Further to my point:

This Indian-language (not sure which one) version of the book also features the original title. Just sayin'. Majority rules.

*This, however, is not as bad or inexplicable as the French changing the titles of Step Up 1 & 2 to Sexy Dance 1 & 2. It's still English. I guess the French count themselves more familiar with the term sexy...

Monday, January 11, 2010

Life imitating children's stories

Ireland has run out of salt.

I read a story when I was a child, oddly part of a compilation of Christmas tales, called I Love You More Than Salt.
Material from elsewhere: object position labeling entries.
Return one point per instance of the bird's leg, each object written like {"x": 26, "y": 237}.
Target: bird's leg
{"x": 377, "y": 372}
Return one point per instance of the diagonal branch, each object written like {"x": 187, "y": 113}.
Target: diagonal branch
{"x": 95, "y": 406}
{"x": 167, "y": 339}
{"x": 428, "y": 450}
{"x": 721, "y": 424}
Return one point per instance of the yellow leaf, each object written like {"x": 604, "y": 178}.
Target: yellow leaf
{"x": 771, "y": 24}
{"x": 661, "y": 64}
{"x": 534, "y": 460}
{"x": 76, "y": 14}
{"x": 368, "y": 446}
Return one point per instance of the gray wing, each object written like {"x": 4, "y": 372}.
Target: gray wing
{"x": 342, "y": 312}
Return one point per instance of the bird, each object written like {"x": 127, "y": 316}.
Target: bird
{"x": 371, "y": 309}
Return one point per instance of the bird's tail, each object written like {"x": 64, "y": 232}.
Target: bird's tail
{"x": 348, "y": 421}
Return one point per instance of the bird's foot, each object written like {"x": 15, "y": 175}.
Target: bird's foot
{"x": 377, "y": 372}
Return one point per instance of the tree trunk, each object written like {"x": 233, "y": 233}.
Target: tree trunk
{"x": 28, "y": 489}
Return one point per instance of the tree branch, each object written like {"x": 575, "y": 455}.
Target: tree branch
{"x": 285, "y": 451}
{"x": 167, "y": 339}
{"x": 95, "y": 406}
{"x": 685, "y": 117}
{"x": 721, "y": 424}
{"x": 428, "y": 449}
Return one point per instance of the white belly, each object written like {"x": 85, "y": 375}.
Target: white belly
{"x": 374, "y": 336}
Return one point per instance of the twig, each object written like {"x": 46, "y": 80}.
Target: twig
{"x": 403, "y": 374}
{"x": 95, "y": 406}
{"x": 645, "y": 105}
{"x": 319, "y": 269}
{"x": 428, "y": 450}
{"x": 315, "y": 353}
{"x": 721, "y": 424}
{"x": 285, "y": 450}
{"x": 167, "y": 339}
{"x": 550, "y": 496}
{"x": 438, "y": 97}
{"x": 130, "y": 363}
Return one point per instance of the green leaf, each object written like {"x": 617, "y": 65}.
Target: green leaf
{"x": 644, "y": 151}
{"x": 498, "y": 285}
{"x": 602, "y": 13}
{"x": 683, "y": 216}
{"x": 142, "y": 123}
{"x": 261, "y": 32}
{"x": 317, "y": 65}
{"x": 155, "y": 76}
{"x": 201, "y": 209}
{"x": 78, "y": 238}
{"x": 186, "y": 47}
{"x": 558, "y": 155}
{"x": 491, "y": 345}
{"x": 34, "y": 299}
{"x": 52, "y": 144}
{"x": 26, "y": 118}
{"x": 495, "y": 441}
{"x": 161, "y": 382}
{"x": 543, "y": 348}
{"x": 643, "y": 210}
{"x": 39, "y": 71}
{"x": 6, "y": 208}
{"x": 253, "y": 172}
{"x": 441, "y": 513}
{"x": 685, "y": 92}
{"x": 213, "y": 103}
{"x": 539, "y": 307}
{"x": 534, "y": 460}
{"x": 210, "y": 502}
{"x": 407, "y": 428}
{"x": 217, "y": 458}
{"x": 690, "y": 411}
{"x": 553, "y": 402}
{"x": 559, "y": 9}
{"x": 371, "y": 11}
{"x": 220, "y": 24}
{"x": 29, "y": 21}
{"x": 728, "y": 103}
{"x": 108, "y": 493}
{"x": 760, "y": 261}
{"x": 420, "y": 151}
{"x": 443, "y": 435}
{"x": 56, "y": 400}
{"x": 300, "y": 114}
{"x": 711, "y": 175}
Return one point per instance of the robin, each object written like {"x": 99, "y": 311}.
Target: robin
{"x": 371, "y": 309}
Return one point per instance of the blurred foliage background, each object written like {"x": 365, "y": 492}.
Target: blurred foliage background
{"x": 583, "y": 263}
The premise (as I vaguely remember it) was that a widower king (aren't they always wifeless?) asks his three daughters to prove their love by telling him what they could do without if it meant still having him around.*

The first daughter said something along the lines of, "I love you more than silver." Acceptable.

The second followed with, "I love you more than gold." Awesome. King Dad loves this.

Then, daughter number three--the quiet, reflective one--answers, "I love you more than salt."

The King is not pleased. Salt?! When she could have said rubies or diamonds?!

Anyhow, some kind of banishment occurs, blah blah blah, magic spell, kingdom is deprived of salt, everyone is like, "Oh, our already bland medieval food is now even blander!" The King admits his fault and the daughter (along with the salt) is returned.

Moral of the story? Salt is good.

Over in these parts, we're not suffering from that kind of a shortage. Oh no. Our food is as salted (albeit potato-y) as ever; it's the weather that's caused the problem.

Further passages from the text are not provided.